Я изучаю марковские случайные поля, и, по-видимому, вывод в MRF труден / требует больших вычислительных ресурсов. В частности, книга Кевина Мерфи "Машинное обучение: вероятностная перспектива" гласит следующее:
"В первом слагаемом мы фиксируем y для его наблюдаемых значений; это иногда называют ограниченным слагаемым. Во втором слагаемом y является свободным; это иногда называют незакрепленным или сравнивающим слагаемым. Обратите внимание, что для вычисления незакрепленного слагаемого требуется вывод в модели, и это должно быть сделано один раз за шаг градиента. Это делает обучение неориентированных графических моделей сложнее, чем обучение направленных графических моделей ".
Почему мы делаем вывод здесь? Я понимаю, что мы суммируем по всем y, что кажется дорогим, но я не вижу, где мы на самом деле оцениваем какие-либо параметры. В Википедии также говорится о логическом выводе, но только о вычислении условного распределения и необходимости суммирования по всем неуказанным узлам... но... это не то, что мы здесь делаем, не так ли?
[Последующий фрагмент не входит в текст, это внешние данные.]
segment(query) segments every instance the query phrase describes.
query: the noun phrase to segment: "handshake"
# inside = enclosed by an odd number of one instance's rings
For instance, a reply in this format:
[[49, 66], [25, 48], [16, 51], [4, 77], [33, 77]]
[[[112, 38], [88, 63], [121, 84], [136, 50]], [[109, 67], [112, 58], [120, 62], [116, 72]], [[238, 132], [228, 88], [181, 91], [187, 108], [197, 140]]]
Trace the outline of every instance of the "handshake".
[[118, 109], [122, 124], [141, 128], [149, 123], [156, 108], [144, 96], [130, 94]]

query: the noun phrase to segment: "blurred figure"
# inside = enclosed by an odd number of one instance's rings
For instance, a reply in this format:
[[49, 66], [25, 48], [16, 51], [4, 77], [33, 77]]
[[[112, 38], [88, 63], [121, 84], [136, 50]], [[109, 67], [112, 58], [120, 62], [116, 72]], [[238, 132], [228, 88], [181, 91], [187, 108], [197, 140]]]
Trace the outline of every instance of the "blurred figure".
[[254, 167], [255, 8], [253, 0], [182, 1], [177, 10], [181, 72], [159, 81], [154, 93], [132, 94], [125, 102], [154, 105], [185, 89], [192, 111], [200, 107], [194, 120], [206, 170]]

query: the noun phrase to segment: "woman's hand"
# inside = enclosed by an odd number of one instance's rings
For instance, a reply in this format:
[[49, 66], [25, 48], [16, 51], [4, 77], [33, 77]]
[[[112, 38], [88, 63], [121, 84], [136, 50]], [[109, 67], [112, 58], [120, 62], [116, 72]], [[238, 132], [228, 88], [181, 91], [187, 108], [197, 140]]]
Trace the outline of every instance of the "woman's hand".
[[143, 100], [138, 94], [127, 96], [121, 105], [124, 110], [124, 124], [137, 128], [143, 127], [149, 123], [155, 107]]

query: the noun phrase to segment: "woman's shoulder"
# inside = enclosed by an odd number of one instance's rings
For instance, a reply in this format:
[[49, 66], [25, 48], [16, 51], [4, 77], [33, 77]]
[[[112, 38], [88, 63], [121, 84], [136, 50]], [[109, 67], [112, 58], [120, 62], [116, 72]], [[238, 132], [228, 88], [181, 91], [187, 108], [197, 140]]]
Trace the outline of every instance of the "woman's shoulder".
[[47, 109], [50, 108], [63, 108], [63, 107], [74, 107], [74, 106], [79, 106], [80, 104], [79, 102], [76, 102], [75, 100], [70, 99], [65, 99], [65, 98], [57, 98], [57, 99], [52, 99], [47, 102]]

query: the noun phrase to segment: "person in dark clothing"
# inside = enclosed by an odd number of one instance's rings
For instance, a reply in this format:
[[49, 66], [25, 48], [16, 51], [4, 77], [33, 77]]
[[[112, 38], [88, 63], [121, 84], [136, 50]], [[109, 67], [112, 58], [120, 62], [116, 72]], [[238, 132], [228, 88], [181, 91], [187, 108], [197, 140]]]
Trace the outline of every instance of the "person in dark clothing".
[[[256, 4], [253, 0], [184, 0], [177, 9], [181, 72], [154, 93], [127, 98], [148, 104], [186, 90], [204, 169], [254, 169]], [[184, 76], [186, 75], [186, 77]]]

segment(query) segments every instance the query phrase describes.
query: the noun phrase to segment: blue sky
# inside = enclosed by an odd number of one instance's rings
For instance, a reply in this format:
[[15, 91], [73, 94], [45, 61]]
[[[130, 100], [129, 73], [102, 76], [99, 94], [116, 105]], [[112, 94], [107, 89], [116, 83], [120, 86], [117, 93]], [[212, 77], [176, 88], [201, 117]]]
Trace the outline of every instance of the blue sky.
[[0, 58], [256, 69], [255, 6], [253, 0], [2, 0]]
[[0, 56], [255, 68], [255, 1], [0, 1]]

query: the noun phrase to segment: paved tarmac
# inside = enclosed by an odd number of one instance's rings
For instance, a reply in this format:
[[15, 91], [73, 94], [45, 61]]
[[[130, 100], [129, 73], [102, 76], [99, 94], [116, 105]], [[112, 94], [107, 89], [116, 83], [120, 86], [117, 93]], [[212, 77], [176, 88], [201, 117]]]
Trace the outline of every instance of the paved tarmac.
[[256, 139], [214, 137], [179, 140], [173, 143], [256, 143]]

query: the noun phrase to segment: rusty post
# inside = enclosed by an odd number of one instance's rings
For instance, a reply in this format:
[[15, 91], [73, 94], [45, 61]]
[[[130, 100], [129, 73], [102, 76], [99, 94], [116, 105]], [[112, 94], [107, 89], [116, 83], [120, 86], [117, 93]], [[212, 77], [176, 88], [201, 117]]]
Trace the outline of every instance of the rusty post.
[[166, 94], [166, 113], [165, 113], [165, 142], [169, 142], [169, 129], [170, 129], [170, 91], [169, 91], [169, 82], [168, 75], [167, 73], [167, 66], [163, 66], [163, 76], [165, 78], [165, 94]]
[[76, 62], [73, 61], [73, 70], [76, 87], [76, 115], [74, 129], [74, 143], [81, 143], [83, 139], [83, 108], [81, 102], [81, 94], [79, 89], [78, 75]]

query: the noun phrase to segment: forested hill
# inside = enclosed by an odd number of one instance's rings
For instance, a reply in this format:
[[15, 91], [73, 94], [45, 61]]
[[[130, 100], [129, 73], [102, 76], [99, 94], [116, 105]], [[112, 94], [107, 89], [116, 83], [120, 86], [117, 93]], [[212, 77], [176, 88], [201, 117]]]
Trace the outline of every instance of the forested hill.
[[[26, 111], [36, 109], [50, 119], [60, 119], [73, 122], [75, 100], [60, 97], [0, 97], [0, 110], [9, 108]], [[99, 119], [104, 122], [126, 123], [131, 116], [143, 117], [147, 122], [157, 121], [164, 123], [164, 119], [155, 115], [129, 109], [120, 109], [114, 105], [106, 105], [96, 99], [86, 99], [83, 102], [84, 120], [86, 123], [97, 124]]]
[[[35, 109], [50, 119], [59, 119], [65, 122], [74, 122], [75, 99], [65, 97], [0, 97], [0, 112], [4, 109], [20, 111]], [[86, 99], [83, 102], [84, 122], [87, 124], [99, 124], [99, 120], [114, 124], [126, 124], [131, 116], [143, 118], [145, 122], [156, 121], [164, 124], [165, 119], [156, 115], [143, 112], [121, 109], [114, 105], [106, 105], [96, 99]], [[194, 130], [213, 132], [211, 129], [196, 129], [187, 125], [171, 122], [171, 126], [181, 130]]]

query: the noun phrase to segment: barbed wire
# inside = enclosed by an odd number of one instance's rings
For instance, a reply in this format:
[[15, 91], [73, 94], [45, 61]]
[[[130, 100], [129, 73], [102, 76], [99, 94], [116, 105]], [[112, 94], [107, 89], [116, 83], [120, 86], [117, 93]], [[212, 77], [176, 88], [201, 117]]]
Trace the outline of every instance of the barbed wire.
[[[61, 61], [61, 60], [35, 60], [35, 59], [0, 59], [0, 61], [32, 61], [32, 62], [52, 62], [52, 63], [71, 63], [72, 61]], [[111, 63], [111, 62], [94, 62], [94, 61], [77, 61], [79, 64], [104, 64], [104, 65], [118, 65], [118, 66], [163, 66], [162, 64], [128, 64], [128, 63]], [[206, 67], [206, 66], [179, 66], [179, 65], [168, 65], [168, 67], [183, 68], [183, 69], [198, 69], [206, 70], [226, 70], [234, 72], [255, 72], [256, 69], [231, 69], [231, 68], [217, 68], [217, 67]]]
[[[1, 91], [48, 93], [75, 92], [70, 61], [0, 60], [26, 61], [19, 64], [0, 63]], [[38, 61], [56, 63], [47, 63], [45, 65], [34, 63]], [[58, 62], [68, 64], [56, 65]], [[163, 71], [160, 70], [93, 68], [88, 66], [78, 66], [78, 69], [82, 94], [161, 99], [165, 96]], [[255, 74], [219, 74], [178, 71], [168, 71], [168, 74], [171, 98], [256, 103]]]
В качестве альтернативы, у любого есть хорошая интуиция, почему вывод в MRF труден?
Источники: Глава 19 ML: PP: https://www.cs.ubc.ca/~murphyk/MLbook/pml-print3-ch19.pdf
Конкретный раздел видно ниже
1 ответ
При обучении вашей CRF, вы хотите оценить свои параметры, \theta
,
Для этого вы можете дифференцировать свою функцию потерь (уравнение 19.38) по отношению к \theta
, установите его в 0 и решите для \theta
,
Вы не можете аналитически решить уравнение для \theta
если вы сделаете это, хотя. Вы можете, однако, минимизировать Уравнение 19.38 путем градиентного спуска. Поскольку функция потерь является выпуклой, гарантируется, что градиентный спуск даст вам глобально оптимальное решение, когда оно сходится.
Уравнение 19.41 - это фактический градиент, который вам нужно вычислить, чтобы иметь возможность сделать градиентный спуск. Первое слагаемое легко (и вычислительно дешево) вычислить, когда вы суммируете полученные значения y
, Тем не менее, второй термин требует от вас сделать вывод. В этом термине вы не суммируете по наблюдаемому значению y, как в первом семестре. Вместо этого вам нужно вычислить конфигурацию y
(логический вывод), а затем рассчитать значение потенциальной функции в этой конфигурации.